Bad Reichenhall – Intensiv gefordert waren am Freitagabend, 27. Mai, vor allem die ehrenamtlichen Einsatzkräfte der Freiwilligen Feuerwehr Bad Reichenhall und der BRK-Bereitschaften des Roten Kreuzes.

Die Leitstelle Traunstein schickte gegen 20.50 Uhr zunächst die Freiwillige Feuerwehr Bad Reichenhall und das Rote Kreuz mit dem Einsatzleiter Rettungsdienst und einem Rettungswagen aus Berchtesgaden in die Reichenbachstraße. Da alle anderen regulären Rettungsmittel in der näheren Umgebung bereits bei Notfällen gebunden waren, alarmierte die Leitstelle zur Spitzenabdeckung zusätzlich die Schnell-Einsatz-Gruppen (SEG´n) der BRK-Bereitschaften Ainring und Bad Reichenhall. Das Rote Kreuz musste vor Ort insgesamt elf Betroffene nach der Freisetzung von Pfefferspray mit Reizungen an den Schleimhäuten und Atemwegen ambulant untersuchen und versorgen. Ins Krankenhaus musste niemand. Die Feuerwehr erkundete unter Atemschutz das Gebäude und belüftete die betroffenen Räume.

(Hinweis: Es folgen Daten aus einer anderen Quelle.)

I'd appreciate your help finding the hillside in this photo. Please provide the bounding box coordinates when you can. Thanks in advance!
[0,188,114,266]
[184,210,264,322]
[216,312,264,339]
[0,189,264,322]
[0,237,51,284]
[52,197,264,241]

Gute eineinhalb Stunden später ging ein weiterer Notruf wegen eines vermeintlichen Wohnungsbrands in einem Wohn- und Geschäftshaus in der Innsbrucker Straße ein, der sich bei der ersten Lage-Erkundung durch den Atemschutz-Trupp der Freiwilligen Feuerwehr Bad Reichenhall dann aber als angebranntes Essen entpuppte. Ersthelfer und Einsatzkräfte retteten eine ältere Frau rechtzeitig aus den verrauchten Räumen, so dass niemand ernsthaft verletzt wurde und auch niemand ins Krankenhaus musste. Das Rote Kreuz war wieder mit dem Einsatzleiter Rettungsdienst, zwei Rettungswagen aus Bad Reichenhall und Teisendorf und dem Reichenhaller Notarzt vor Ort und sicherte den Einsatz ab. Die Feuerwehr belüftete anschließend das Gebäude.